In June of this year I went back to one of my favourite cities in South East Asia, Phnom Penh. This is a city (and indeed a country) which has gone as close to Hell as any place on earth and the difference from even two years ago when I was first there was huge. More streets are paved, the first modest skyscrapers are emerging, and the shaky beginnings of an actual middle class seems to be taking place. That said, you still don’t have far to go in Cambodia to find poverty and the tourist jewel of Siem Reap is the prime example with dirt poor floating villages just five minutes out of town, but I am hopeful this tragic, beautiful place is is moving in the right direction.
I love Phnom Penh for the two rivers that meet right next to the city centre, the charming (but controversially disappearing) lake with its ramshackle backpacker accommodation all on stilts above what is essentially a sewage pond, the French colonial architecture and the very real feeling that this was once a quite beautiful city and that it will be again. As a journalist and history buff, there is something very romantic in a misplaced-nostalgia kind of way about sipping on a beer on the top floor of the Foreign Correspondents Club while imagining what it would have been like covering the Vietnam War from the relative safety of this city.
Of all the must-see sites in Phnom Penh, from the ghastly to the glorious, you wouldn’t pick going to a shopping mall as one of them. In fact, I even got pooh-poohed from a couple of tragically-hip backpackers who dismissed my wish to check out one of these new baby-skyscrapers as partaking in an “inauthentic Cambodian experience.” They couldn’t have been more wrong.

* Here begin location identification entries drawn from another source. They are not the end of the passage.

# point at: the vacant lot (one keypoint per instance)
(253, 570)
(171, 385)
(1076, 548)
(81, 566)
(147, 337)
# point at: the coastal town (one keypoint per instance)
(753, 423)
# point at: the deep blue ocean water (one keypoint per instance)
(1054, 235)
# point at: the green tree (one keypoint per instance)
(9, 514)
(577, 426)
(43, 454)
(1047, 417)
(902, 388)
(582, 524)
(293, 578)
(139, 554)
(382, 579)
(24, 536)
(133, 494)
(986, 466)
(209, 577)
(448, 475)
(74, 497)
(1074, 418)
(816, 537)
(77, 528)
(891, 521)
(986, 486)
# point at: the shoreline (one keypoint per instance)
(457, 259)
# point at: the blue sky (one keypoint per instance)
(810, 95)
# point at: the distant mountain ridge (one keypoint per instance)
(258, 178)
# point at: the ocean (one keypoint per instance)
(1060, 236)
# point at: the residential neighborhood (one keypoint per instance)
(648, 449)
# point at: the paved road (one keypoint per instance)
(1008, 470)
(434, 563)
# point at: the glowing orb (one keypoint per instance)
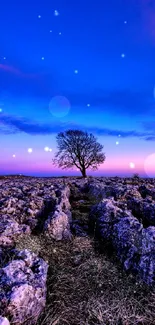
(149, 165)
(29, 150)
(56, 13)
(46, 149)
(59, 106)
(132, 165)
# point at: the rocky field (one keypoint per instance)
(77, 251)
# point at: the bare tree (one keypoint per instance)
(80, 149)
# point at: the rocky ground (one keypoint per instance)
(77, 251)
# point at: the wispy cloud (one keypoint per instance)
(14, 124)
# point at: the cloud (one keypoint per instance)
(13, 125)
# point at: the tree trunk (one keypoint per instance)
(83, 171)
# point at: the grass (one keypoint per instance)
(88, 288)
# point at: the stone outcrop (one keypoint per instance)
(23, 283)
(10, 230)
(57, 225)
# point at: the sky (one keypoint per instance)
(87, 65)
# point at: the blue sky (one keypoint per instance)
(100, 57)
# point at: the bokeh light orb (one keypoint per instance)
(132, 165)
(59, 106)
(46, 149)
(149, 165)
(29, 150)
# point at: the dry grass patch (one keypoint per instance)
(85, 288)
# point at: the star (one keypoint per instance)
(132, 165)
(29, 150)
(46, 149)
(56, 13)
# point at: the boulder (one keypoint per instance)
(147, 260)
(10, 230)
(23, 283)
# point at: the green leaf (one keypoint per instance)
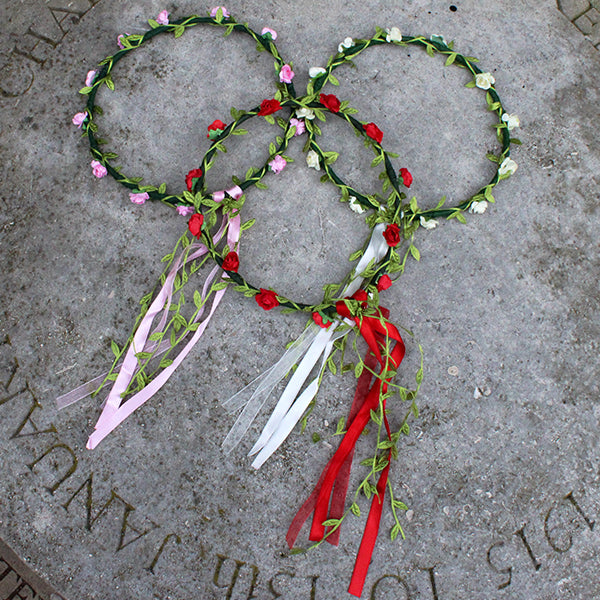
(451, 58)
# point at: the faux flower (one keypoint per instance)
(373, 132)
(316, 71)
(266, 299)
(406, 177)
(312, 160)
(215, 129)
(384, 283)
(231, 262)
(393, 35)
(508, 167)
(330, 101)
(269, 33)
(484, 80)
(79, 118)
(213, 12)
(305, 113)
(195, 224)
(189, 178)
(392, 235)
(278, 164)
(139, 198)
(347, 43)
(428, 223)
(299, 125)
(478, 208)
(119, 38)
(89, 78)
(512, 121)
(268, 107)
(184, 211)
(98, 169)
(286, 74)
(356, 206)
(318, 319)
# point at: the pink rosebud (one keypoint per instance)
(213, 12)
(277, 164)
(163, 17)
(268, 32)
(286, 74)
(184, 211)
(79, 118)
(300, 126)
(98, 169)
(138, 198)
(89, 78)
(236, 192)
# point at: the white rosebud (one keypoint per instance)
(512, 121)
(393, 35)
(347, 43)
(356, 206)
(484, 80)
(305, 113)
(428, 223)
(508, 167)
(312, 160)
(478, 208)
(316, 71)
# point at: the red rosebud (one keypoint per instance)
(392, 235)
(216, 126)
(406, 177)
(267, 299)
(373, 132)
(231, 262)
(330, 101)
(318, 319)
(189, 178)
(268, 107)
(360, 295)
(195, 224)
(384, 283)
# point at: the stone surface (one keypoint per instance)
(501, 471)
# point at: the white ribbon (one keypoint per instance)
(312, 343)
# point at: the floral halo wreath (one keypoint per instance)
(353, 305)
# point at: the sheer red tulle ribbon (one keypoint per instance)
(328, 498)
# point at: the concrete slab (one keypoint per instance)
(501, 471)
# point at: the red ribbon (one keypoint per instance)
(376, 331)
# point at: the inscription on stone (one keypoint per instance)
(585, 15)
(31, 48)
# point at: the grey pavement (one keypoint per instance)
(501, 471)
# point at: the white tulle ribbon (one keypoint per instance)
(314, 343)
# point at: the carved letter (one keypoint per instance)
(521, 533)
(238, 565)
(68, 474)
(114, 497)
(273, 591)
(397, 578)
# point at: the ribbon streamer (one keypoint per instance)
(286, 414)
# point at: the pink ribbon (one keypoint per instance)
(114, 411)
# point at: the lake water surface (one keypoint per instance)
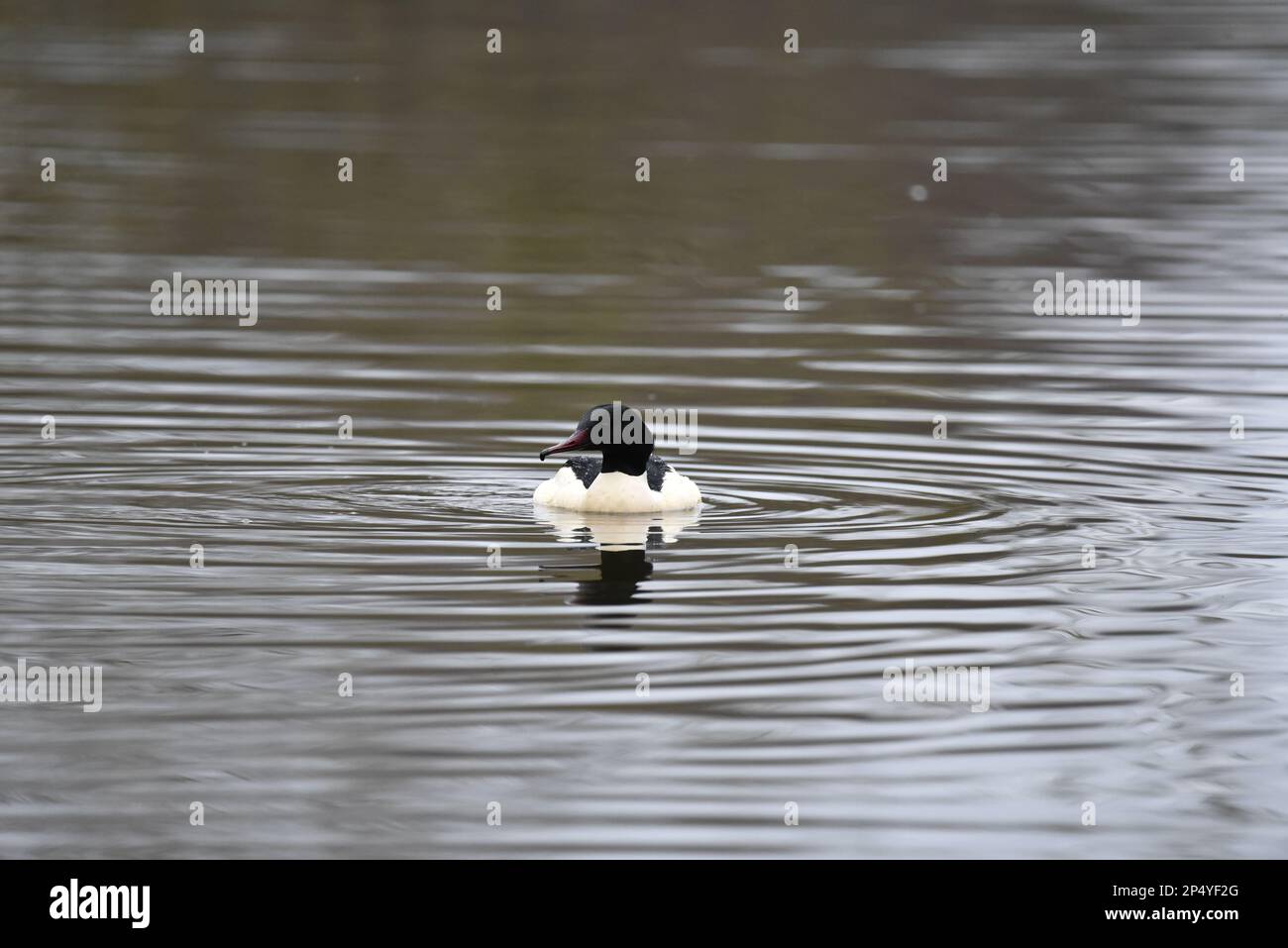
(496, 649)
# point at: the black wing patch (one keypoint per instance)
(588, 469)
(585, 468)
(656, 471)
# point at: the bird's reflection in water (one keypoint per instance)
(623, 543)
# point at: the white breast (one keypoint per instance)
(617, 493)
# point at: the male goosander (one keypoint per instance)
(630, 478)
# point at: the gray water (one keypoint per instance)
(493, 648)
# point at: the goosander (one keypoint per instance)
(630, 478)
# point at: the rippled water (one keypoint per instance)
(494, 649)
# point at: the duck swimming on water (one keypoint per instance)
(629, 478)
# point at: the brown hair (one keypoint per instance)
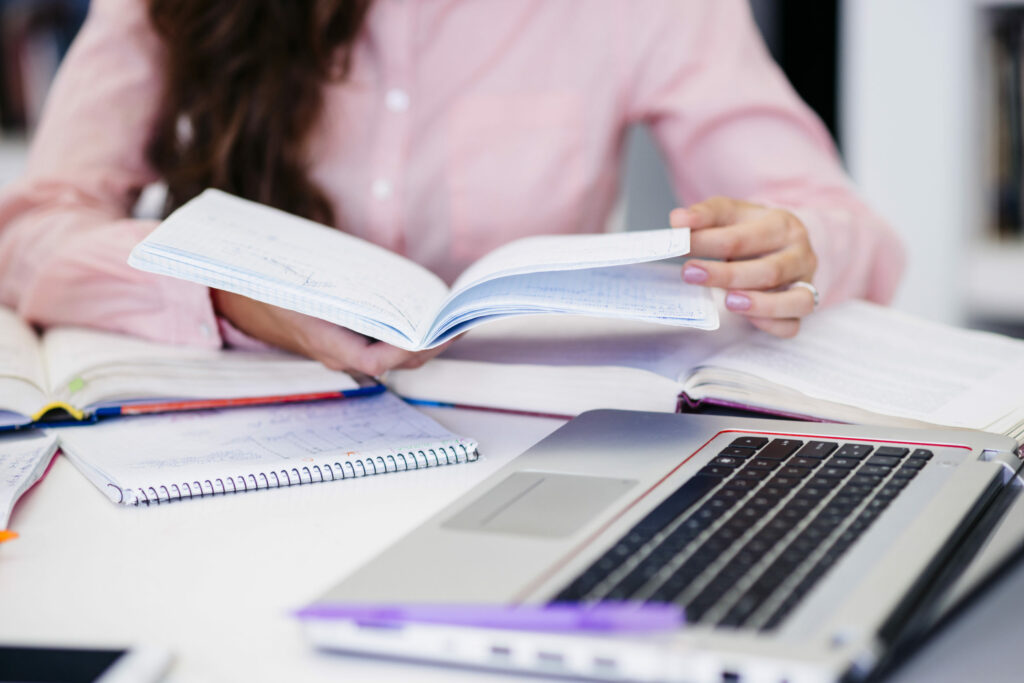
(243, 88)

The Sorya Shopping Centre wouldn’t rate a mention in any other country in mammoth-mall obsessed South East Asia (other than Laos), but it is still a new phenomenon in a country like Cambodia. Most of the mall is within a fairly unremarkable six storey chunk, though there is a nice cylinder-shaped tower that adjoins which is full of restaurants and a viewing platform that reaches up a further couple of storeys. But what made this one of the most rewarding parts of 2010 in Cambodia was the mini fun-park on the top floor complete with a roller-skating rink. Soon realising I was the only foreigner, I also realised that it was only boys skating around the rink and doing all the jumps. Looking through the glass were the teenage girls admiring their crushes, and watching them watch the boys, it occurred to me that this may be the first time in the last 40 years that something like this could happen in Cambodia.

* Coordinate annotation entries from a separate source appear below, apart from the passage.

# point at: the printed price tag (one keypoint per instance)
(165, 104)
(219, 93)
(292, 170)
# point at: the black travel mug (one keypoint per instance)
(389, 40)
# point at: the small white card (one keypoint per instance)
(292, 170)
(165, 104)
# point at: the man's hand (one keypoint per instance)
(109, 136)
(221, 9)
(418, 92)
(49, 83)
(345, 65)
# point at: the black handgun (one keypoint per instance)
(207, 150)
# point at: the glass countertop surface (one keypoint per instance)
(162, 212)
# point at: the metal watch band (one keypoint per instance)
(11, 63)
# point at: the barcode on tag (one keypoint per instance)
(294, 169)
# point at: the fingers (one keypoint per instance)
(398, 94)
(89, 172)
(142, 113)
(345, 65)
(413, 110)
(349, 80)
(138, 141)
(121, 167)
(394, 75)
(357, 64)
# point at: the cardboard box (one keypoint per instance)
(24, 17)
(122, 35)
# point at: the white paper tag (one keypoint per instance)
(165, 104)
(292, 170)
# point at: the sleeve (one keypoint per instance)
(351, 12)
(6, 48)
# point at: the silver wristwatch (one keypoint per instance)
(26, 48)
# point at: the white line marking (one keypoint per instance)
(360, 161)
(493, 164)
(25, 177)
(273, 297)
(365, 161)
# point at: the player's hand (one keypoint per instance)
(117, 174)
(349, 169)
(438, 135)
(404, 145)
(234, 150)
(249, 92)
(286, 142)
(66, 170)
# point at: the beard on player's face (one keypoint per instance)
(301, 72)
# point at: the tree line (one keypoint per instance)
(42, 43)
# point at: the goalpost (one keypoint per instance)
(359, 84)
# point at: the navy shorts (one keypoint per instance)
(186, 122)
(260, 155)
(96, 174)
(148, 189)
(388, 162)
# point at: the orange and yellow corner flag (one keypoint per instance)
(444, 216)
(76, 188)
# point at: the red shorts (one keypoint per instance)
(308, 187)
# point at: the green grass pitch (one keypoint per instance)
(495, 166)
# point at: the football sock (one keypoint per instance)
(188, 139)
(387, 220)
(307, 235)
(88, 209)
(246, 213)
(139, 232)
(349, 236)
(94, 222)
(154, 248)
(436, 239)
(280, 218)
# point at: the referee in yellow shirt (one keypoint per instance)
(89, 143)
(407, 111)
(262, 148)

It has often bothered me an occasional western attitude that involves thinking that authentic in Asia can only mean poor. Authentic can be any number of things if a place is diverse and Cambodia is getting that way. Seeing kids whose primary concern at that very moment was not if they were going to eat that day, but showing off or flirting was about the most encouraging thing you could see in country where as many as a third of population died just 30 years ago.
Cambodia is still racked by poverty, corruption, dodgy foreign investors and a heartbreaking sex industry. But going back this year made me think that Phnom Penh in particular is a two steps forward, one step back kind of a place. Considering what they’ve been through, that’s pretty incredible.